Un compte-rendu très intéressant du commissaire Schiltz relate de manière assez détaillée le travail de la gendarmerie à l’occasion de l’arrivée à Luxem­bourg-Gare de 299 ouvriers agricoles polonais, en date du 25 février 1938, et la scène chaotique occasionnée par la répartition des 299 ouvriers entre autant de patrons-agriculteurs : « Nachdem die zu Luxem­burg-Bahnhof angekommenen polnischen Landarbeiter per Autocar nach dem Volkshaus gebracht worden waren, sollte um 5 Uhr die Zuteilung an die ebenfalls dort eingetroffenen landwirtschaftlichen Arbeitgeber erfolgen. Die Organisation war aber derart mangelhaft, sodass man schliesslich von einer regelrechten Zuweisung absehen musste. Die Arbeitgeber, welche anfänglich auf dem Balkon Platz genommen, mischten sich unter die im Saale versammelten polnischen Landarbeiter und jeder suchte sich an Hand der ihm von der Organisations-leitung zugewiesenen Nummer den für ihn bestimmten Arbeiter aus. Ein unbeschreibliches Durcheinander und Lärmen herrschte während 2 Stunden im Saale bis schliesslich, um 7 Uhr nach­mittags, ein jeder zufrieden gestellt war … » (ANLU, dossier AE 3439, pièce 0008) En cause, M. Jean Kremer, président de la Chambre d’agriculture du grand-duché, qui aurait dû convoyer le groupe et faire établir une liste des arrivants, mais n’a pas satisfait à cette dernière obligation.

Au 12 juillet 1939, les autorités allemandes autorisent une nouvelle fois le transit par l’Allemagne d’ouvriers agricoles polonais pour les besoins de la moisson au Luxembourg. Le 1er septembre 1939, l’armée allemande envahit la Pologne, d’où un appel du consulat de Pologne à ses concitoyens de rejoindre l’armée, événement que la Luxemburger Zeitung relate comme suit en date du 24. octobre 1939 : « Abreise der Polen. Gestern früh sammelten sich ab 6 Uhr im Hotel Select in der Straßburgerstraße die polnischen Staatsangehörigen aus Luxemburg, die einberufen wurden, um in der der französischen Armee angegliederten polnischen Legion zu kämpfen. Gegen 180 Polen, in der Hauptsache Landarbeiter, waren der Aufforderung gefolgt. Ein Beauftrag-ter des polnischen Generalkonsuls in Brüssel war eigens nach Luxemburg gekommen, um die Landsleute nach Brüssel zu bringen, wo die Ausmus­terung erfolgt. Mit dem Gesang polnischer Lieder zogen sie zum Bahnhof, den sie gegen 9 Uhr verließen. Gegen Monatsende soll ein zweiter Transport nach Brüssel abgehen ».
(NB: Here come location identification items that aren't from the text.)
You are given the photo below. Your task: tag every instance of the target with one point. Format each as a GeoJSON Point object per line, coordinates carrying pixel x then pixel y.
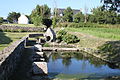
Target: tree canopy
{"type": "Point", "coordinates": [13, 17]}
{"type": "Point", "coordinates": [79, 17]}
{"type": "Point", "coordinates": [112, 4]}
{"type": "Point", "coordinates": [68, 14]}
{"type": "Point", "coordinates": [1, 19]}
{"type": "Point", "coordinates": [39, 14]}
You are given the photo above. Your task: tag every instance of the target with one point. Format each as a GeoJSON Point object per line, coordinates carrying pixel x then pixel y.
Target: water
{"type": "Point", "coordinates": [76, 65]}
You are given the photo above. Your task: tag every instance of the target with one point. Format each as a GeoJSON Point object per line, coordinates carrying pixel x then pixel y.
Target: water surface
{"type": "Point", "coordinates": [77, 65]}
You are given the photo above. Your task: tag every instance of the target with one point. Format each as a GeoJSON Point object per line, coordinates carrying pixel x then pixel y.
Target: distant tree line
{"type": "Point", "coordinates": [106, 14]}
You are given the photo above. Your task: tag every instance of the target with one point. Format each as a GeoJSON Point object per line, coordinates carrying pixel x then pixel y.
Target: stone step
{"type": "Point", "coordinates": [38, 47]}
{"type": "Point", "coordinates": [38, 55]}
{"type": "Point", "coordinates": [39, 68]}
{"type": "Point", "coordinates": [38, 59]}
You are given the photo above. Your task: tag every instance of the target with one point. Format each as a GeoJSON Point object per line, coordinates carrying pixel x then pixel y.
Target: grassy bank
{"type": "Point", "coordinates": [106, 33]}
{"type": "Point", "coordinates": [6, 38]}
{"type": "Point", "coordinates": [23, 25]}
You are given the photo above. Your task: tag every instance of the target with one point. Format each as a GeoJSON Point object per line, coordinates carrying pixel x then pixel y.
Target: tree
{"type": "Point", "coordinates": [112, 4]}
{"type": "Point", "coordinates": [13, 17]}
{"type": "Point", "coordinates": [39, 14]}
{"type": "Point", "coordinates": [68, 15]}
{"type": "Point", "coordinates": [103, 16]}
{"type": "Point", "coordinates": [79, 17]}
{"type": "Point", "coordinates": [1, 19]}
{"type": "Point", "coordinates": [118, 19]}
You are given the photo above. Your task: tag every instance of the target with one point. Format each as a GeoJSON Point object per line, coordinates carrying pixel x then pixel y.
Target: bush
{"type": "Point", "coordinates": [62, 24]}
{"type": "Point", "coordinates": [62, 35]}
{"type": "Point", "coordinates": [69, 38]}
{"type": "Point", "coordinates": [78, 25]}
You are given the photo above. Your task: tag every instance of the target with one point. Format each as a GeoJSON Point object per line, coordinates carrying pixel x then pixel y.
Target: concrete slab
{"type": "Point", "coordinates": [38, 47]}
{"type": "Point", "coordinates": [40, 68]}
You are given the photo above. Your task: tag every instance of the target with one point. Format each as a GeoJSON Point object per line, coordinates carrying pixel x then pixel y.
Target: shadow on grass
{"type": "Point", "coordinates": [111, 49]}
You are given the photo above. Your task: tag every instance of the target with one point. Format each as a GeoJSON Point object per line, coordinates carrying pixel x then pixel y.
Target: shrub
{"type": "Point", "coordinates": [69, 38]}
{"type": "Point", "coordinates": [60, 35]}
{"type": "Point", "coordinates": [62, 24]}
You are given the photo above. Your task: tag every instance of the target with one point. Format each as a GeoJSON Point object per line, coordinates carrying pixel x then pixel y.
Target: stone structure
{"type": "Point", "coordinates": [23, 20]}
{"type": "Point", "coordinates": [60, 11]}
{"type": "Point", "coordinates": [18, 28]}
{"type": "Point", "coordinates": [9, 58]}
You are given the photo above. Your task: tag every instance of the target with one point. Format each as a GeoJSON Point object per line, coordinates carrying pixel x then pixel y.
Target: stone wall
{"type": "Point", "coordinates": [10, 57]}
{"type": "Point", "coordinates": [12, 28]}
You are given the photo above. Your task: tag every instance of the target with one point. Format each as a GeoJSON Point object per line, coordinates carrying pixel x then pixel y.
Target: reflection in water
{"type": "Point", "coordinates": [79, 65]}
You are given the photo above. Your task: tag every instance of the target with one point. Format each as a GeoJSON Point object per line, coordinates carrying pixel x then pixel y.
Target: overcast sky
{"type": "Point", "coordinates": [26, 6]}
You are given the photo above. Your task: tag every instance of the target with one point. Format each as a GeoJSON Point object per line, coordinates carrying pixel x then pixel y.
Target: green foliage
{"type": "Point", "coordinates": [68, 15]}
{"type": "Point", "coordinates": [40, 15]}
{"type": "Point", "coordinates": [54, 22]}
{"type": "Point", "coordinates": [79, 17]}
{"type": "Point", "coordinates": [47, 22]}
{"type": "Point", "coordinates": [62, 35]}
{"type": "Point", "coordinates": [1, 20]}
{"type": "Point", "coordinates": [78, 25]}
{"type": "Point", "coordinates": [13, 17]}
{"type": "Point", "coordinates": [107, 33]}
{"type": "Point", "coordinates": [69, 38]}
{"type": "Point", "coordinates": [112, 4]}
{"type": "Point", "coordinates": [102, 16]}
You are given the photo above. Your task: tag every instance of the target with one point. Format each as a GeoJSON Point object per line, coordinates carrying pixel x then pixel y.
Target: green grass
{"type": "Point", "coordinates": [107, 33]}
{"type": "Point", "coordinates": [24, 25]}
{"type": "Point", "coordinates": [6, 38]}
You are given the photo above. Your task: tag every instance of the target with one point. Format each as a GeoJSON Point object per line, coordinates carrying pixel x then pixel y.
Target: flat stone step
{"type": "Point", "coordinates": [38, 54]}
{"type": "Point", "coordinates": [39, 68]}
{"type": "Point", "coordinates": [59, 49]}
{"type": "Point", "coordinates": [38, 47]}
{"type": "Point", "coordinates": [39, 59]}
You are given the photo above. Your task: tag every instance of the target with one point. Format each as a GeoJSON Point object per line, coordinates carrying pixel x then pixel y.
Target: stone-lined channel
{"type": "Point", "coordinates": [65, 66]}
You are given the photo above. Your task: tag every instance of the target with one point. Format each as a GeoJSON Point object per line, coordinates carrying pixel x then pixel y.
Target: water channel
{"type": "Point", "coordinates": [68, 66]}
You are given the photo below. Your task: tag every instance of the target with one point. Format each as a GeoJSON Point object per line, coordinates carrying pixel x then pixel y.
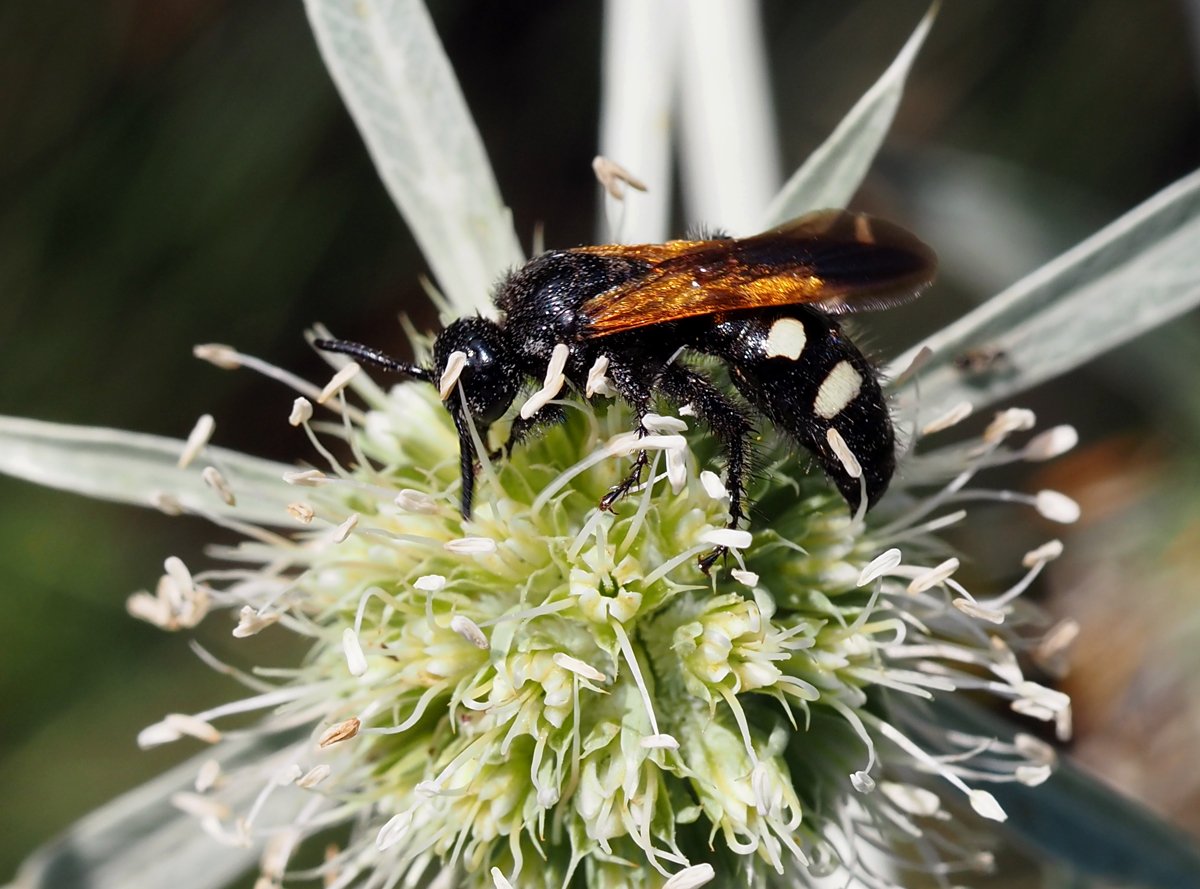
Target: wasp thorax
{"type": "Point", "coordinates": [487, 371]}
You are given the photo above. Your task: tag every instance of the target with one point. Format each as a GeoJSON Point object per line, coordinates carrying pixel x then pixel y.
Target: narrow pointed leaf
{"type": "Point", "coordinates": [730, 172]}
{"type": "Point", "coordinates": [394, 76]}
{"type": "Point", "coordinates": [637, 88]}
{"type": "Point", "coordinates": [1075, 820]}
{"type": "Point", "coordinates": [142, 841]}
{"type": "Point", "coordinates": [133, 468]}
{"type": "Point", "coordinates": [1129, 277]}
{"type": "Point", "coordinates": [832, 174]}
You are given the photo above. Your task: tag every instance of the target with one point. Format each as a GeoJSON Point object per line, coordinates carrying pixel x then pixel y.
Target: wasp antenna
{"type": "Point", "coordinates": [375, 356]}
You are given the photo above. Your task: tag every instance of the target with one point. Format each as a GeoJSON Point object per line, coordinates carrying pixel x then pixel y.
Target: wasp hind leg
{"type": "Point", "coordinates": [732, 430]}
{"type": "Point", "coordinates": [634, 389]}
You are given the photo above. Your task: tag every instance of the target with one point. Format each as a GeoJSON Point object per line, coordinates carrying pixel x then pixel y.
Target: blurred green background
{"type": "Point", "coordinates": [178, 172]}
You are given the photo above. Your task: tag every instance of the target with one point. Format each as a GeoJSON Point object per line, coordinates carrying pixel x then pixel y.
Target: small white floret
{"type": "Point", "coordinates": [1048, 552]}
{"type": "Point", "coordinates": [987, 805]}
{"type": "Point", "coordinates": [339, 382]}
{"type": "Point", "coordinates": [690, 877]}
{"type": "Point", "coordinates": [659, 742]}
{"type": "Point", "coordinates": [469, 630]}
{"type": "Point", "coordinates": [1050, 444]}
{"type": "Point", "coordinates": [880, 565]}
{"type": "Point", "coordinates": [934, 576]}
{"type": "Point", "coordinates": [953, 416]}
{"type": "Point", "coordinates": [658, 422]}
{"type": "Point", "coordinates": [471, 546]}
{"type": "Point", "coordinates": [197, 439]}
{"type": "Point", "coordinates": [581, 668]}
{"type": "Point", "coordinates": [731, 538]}
{"type": "Point", "coordinates": [215, 480]}
{"type": "Point", "coordinates": [1056, 506]}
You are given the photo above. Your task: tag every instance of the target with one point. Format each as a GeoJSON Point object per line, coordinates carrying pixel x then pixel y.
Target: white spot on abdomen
{"type": "Point", "coordinates": [786, 338]}
{"type": "Point", "coordinates": [838, 390]}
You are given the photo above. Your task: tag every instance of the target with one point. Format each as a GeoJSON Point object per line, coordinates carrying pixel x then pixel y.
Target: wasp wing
{"type": "Point", "coordinates": [833, 259]}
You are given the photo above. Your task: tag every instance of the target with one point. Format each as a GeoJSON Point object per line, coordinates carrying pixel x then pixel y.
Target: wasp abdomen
{"type": "Point", "coordinates": [797, 367]}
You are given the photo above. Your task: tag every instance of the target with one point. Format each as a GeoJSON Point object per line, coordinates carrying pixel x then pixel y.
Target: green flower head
{"type": "Point", "coordinates": [549, 691]}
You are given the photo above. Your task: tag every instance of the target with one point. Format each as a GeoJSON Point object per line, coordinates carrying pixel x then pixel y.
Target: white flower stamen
{"type": "Point", "coordinates": [197, 439]}
{"type": "Point", "coordinates": [339, 382]}
{"type": "Point", "coordinates": [215, 480]}
{"type": "Point", "coordinates": [598, 380]}
{"type": "Point", "coordinates": [301, 412]}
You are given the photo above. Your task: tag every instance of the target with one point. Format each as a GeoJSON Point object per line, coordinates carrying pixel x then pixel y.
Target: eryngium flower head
{"type": "Point", "coordinates": [549, 695]}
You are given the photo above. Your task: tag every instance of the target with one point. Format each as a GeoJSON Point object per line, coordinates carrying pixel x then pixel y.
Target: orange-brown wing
{"type": "Point", "coordinates": [833, 259]}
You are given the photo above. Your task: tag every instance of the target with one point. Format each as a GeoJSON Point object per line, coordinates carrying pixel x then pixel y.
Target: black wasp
{"type": "Point", "coordinates": [763, 305]}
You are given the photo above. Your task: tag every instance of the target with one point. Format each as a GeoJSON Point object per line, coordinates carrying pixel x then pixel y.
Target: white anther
{"type": "Point", "coordinates": [841, 450]}
{"type": "Point", "coordinates": [394, 830]}
{"type": "Point", "coordinates": [455, 362]}
{"type": "Point", "coordinates": [1056, 506]}
{"type": "Point", "coordinates": [415, 502]}
{"type": "Point", "coordinates": [339, 382]}
{"type": "Point", "coordinates": [987, 805]}
{"type": "Point", "coordinates": [208, 776]}
{"type": "Point", "coordinates": [469, 630]}
{"type": "Point", "coordinates": [713, 485]}
{"type": "Point", "coordinates": [862, 782]}
{"type": "Point", "coordinates": [301, 511]}
{"type": "Point", "coordinates": [342, 731]}
{"type": "Point", "coordinates": [251, 623]}
{"type": "Point", "coordinates": [1008, 421]}
{"type": "Point", "coordinates": [659, 742]}
{"type": "Point", "coordinates": [953, 416]}
{"type": "Point", "coordinates": [223, 356]}
{"type": "Point", "coordinates": [192, 727]}
{"type": "Point", "coordinates": [880, 565]}
{"type": "Point", "coordinates": [731, 538]}
{"type": "Point", "coordinates": [690, 877]}
{"type": "Point", "coordinates": [579, 667]}
{"type": "Point", "coordinates": [301, 412]}
{"type": "Point", "coordinates": [615, 178]}
{"type": "Point", "coordinates": [677, 469]}
{"type": "Point", "coordinates": [981, 612]}
{"type": "Point", "coordinates": [197, 439]}
{"type": "Point", "coordinates": [658, 422]}
{"type": "Point", "coordinates": [933, 576]}
{"type": "Point", "coordinates": [469, 546]}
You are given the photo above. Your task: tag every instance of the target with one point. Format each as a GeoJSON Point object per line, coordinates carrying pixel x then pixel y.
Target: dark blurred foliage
{"type": "Point", "coordinates": [179, 172]}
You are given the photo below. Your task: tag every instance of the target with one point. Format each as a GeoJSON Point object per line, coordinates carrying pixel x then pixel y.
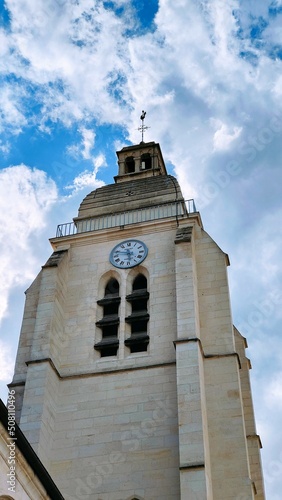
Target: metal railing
{"type": "Point", "coordinates": [177, 209]}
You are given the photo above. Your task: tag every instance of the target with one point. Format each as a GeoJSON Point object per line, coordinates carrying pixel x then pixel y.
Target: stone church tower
{"type": "Point", "coordinates": [131, 381]}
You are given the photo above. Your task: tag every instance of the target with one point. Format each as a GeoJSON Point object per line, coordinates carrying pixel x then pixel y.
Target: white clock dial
{"type": "Point", "coordinates": [128, 253]}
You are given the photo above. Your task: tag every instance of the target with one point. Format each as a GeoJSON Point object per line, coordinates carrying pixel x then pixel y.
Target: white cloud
{"type": "Point", "coordinates": [26, 196]}
{"type": "Point", "coordinates": [86, 178]}
{"type": "Point", "coordinates": [6, 362]}
{"type": "Point", "coordinates": [224, 135]}
{"type": "Point", "coordinates": [88, 142]}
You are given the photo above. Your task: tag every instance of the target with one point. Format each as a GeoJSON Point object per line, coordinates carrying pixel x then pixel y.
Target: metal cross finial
{"type": "Point", "coordinates": [143, 127]}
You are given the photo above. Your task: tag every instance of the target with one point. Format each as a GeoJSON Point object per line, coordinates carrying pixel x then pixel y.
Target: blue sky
{"type": "Point", "coordinates": [75, 76]}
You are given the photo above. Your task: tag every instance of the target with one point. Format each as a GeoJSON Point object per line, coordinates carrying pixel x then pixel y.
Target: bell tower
{"type": "Point", "coordinates": [131, 381]}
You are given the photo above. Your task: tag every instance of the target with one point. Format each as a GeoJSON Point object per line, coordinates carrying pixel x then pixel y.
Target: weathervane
{"type": "Point", "coordinates": [143, 127]}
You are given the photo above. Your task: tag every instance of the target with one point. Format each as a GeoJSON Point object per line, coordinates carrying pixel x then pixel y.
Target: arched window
{"type": "Point", "coordinates": [146, 161]}
{"type": "Point", "coordinates": [139, 317]}
{"type": "Point", "coordinates": [109, 324]}
{"type": "Point", "coordinates": [129, 165]}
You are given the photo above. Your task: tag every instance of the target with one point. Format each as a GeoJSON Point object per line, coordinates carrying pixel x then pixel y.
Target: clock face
{"type": "Point", "coordinates": [128, 253]}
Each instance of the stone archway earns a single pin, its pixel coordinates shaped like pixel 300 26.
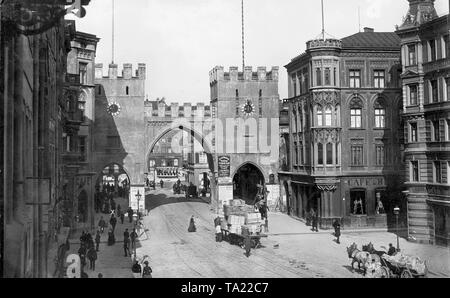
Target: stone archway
pixel 83 206
pixel 246 180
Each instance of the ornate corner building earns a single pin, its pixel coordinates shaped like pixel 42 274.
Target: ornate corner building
pixel 425 52
pixel 344 134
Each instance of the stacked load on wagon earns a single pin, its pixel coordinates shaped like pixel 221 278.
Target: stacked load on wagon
pixel 242 218
pixel 414 264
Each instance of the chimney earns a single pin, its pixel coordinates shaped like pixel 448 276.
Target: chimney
pixel 99 71
pixel 141 71
pixel 127 71
pixel 112 71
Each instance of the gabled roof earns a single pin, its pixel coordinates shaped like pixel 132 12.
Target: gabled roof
pixel 372 40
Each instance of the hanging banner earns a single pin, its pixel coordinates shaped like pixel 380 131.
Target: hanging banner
pixel 224 163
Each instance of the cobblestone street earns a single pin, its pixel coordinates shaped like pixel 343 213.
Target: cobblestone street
pixel 290 251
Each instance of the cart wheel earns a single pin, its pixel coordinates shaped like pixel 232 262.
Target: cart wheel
pixel 406 274
pixel 384 272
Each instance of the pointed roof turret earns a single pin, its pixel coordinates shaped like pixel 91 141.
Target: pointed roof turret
pixel 420 12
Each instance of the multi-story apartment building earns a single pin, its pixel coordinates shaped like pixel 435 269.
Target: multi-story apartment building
pixel 344 138
pixel 38 108
pixel 425 49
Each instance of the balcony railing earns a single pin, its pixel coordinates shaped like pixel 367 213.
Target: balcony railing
pixel 436 65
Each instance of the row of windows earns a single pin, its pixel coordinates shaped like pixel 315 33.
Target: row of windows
pixel 325 154
pixel 328 77
pixel 438 171
pixel 436 135
pixel 434 49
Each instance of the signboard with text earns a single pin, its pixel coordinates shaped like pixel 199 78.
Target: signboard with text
pixel 224 163
pixel 134 190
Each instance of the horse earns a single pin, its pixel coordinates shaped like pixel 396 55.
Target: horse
pixel 371 249
pixel 357 256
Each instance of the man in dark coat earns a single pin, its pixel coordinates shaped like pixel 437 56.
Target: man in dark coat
pixel 101 224
pixel 97 240
pixel 337 230
pixel 315 220
pixel 133 237
pixel 82 254
pixel 130 214
pixel 113 222
pixel 391 250
pixel 247 243
pixel 92 256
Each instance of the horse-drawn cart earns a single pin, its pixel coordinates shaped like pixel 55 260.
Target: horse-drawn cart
pixel 402 266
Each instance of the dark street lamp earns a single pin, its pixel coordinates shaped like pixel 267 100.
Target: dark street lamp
pixel 397 212
pixel 138 197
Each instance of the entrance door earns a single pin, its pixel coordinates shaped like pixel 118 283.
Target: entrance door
pixel 246 181
pixel 358 202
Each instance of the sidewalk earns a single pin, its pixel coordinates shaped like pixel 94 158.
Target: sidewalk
pixel 111 261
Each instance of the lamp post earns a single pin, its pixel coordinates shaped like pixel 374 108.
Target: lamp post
pixel 397 212
pixel 138 197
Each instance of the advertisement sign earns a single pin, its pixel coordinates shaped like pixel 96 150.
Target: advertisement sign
pixel 225 194
pixel 224 163
pixel 134 191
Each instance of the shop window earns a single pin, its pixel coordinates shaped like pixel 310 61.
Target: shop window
pixel 358 202
pixel 319 116
pixel 380 199
pixel 327 77
pixel 379 78
pixel 357 155
pixel 436 131
pixel 328 116
pixel 412 57
pixel 355 78
pixel 413 132
pixel 329 154
pixel 412 95
pixel 320 154
pixel 437 172
pixel 414 171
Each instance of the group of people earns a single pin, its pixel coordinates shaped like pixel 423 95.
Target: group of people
pixel 88 250
pixel 104 200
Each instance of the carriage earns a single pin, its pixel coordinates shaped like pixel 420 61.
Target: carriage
pixel 402 266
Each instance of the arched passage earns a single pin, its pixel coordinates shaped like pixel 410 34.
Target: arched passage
pixel 112 182
pixel 245 182
pixel 200 137
pixel 83 206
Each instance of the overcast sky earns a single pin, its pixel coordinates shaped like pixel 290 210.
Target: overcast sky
pixel 182 40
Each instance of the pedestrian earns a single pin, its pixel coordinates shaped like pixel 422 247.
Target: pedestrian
pixel 315 219
pixel 126 246
pixel 83 238
pixel 136 269
pixel 133 237
pixel 113 222
pixel 122 217
pixel 337 230
pixel 101 224
pixel 147 271
pixel 111 238
pixel 92 256
pixel 392 251
pixel 113 205
pixel 130 214
pixel 219 233
pixel 82 254
pixel 97 240
pixel 192 228
pixel 247 242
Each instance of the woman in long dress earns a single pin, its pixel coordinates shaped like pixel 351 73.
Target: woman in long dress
pixel 192 227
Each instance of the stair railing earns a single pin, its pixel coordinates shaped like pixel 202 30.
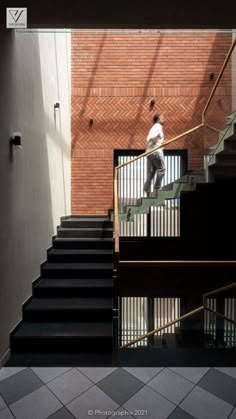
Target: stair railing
pixel 203 124
pixel 187 315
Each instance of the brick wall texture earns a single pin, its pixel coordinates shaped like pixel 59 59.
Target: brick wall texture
pixel 114 78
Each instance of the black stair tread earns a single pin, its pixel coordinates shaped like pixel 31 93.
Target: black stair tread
pixel 74 283
pixel 96 303
pixel 80 251
pixel 64 329
pixel 75 265
pixel 87 219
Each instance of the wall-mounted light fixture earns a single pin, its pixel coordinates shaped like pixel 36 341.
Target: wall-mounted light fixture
pixel 152 103
pixel 57 105
pixel 15 140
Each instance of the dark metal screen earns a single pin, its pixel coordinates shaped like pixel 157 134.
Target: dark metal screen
pixel 164 220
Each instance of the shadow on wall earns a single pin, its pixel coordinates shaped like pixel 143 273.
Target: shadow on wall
pixel 28 187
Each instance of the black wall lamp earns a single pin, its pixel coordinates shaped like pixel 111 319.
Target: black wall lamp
pixel 15 140
pixel 57 106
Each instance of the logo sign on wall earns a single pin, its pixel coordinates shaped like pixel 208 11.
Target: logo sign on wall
pixel 16 17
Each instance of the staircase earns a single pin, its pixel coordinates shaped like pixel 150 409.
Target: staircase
pixel 222 159
pixel 170 191
pixel 70 312
pixel 221 163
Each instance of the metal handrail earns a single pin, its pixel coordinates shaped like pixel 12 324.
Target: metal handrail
pixel 191 313
pixel 116 216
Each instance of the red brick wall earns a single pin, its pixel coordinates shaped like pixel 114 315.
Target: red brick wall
pixel 114 77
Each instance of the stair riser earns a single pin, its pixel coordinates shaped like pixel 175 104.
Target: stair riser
pixel 67 315
pixel 87 234
pixel 81 273
pixel 81 258
pixel 72 292
pixel 52 344
pixel 86 224
pixel 83 245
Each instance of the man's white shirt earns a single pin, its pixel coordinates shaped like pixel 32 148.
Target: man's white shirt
pixel 155 131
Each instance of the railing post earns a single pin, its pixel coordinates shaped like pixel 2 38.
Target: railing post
pixel 115 310
pixel 149 223
pixel 219 320
pixel 151 322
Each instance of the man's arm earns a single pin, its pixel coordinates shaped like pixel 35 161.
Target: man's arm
pixel 159 136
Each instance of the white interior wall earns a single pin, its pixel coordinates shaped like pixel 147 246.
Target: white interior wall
pixel 35 181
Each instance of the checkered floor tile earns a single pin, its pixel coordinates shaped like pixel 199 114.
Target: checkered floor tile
pixel 155 393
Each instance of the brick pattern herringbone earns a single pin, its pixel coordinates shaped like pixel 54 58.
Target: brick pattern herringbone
pixel 114 78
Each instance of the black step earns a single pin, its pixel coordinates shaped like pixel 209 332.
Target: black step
pixel 82 243
pixel 85 232
pixel 80 255
pixel 68 309
pixel 86 222
pixel 62 337
pixel 73 287
pixel 77 270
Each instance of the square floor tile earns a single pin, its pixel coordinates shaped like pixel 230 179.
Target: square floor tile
pixel 69 385
pixel 192 374
pixel 19 385
pixel 96 374
pixel 233 414
pixel 171 385
pixel 144 374
pixel 180 414
pixel 6 372
pixel 38 405
pixel 203 405
pixel 149 404
pixel 61 414
pixel 120 385
pixel 91 404
pixel 228 371
pixel 2 403
pixel 49 374
pixel 6 414
pixel 219 384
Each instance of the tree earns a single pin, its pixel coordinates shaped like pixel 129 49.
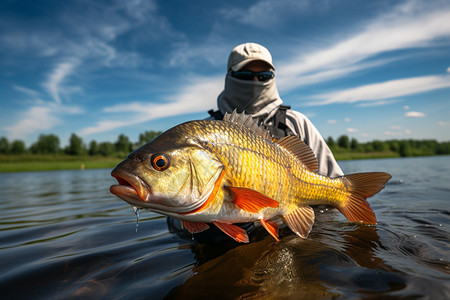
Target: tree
pixel 379 146
pixel 18 147
pixel 46 144
pixel 331 143
pixel 106 149
pixel 4 145
pixel 405 149
pixel 76 146
pixel 147 136
pixel 354 145
pixel 93 148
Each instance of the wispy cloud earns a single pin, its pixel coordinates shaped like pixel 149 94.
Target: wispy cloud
pixel 39 117
pixel 196 96
pixel 384 90
pixel 414 114
pixel 56 78
pixel 411 25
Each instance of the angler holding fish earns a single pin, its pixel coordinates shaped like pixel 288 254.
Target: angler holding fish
pixel 216 176
pixel 230 171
Cette affaire valut d’ailleurs au gouvernement luxembourgeois, soi-disant coupable de recrutement de soldats pour une armée étrangère sur son territoire, une protestation de la Léga-tion d’Allemagne, au motif que le grand-duché aurait enfreint ses obligations de pays neutre.

L’auteur est économiste au ministère de l’Agriculture.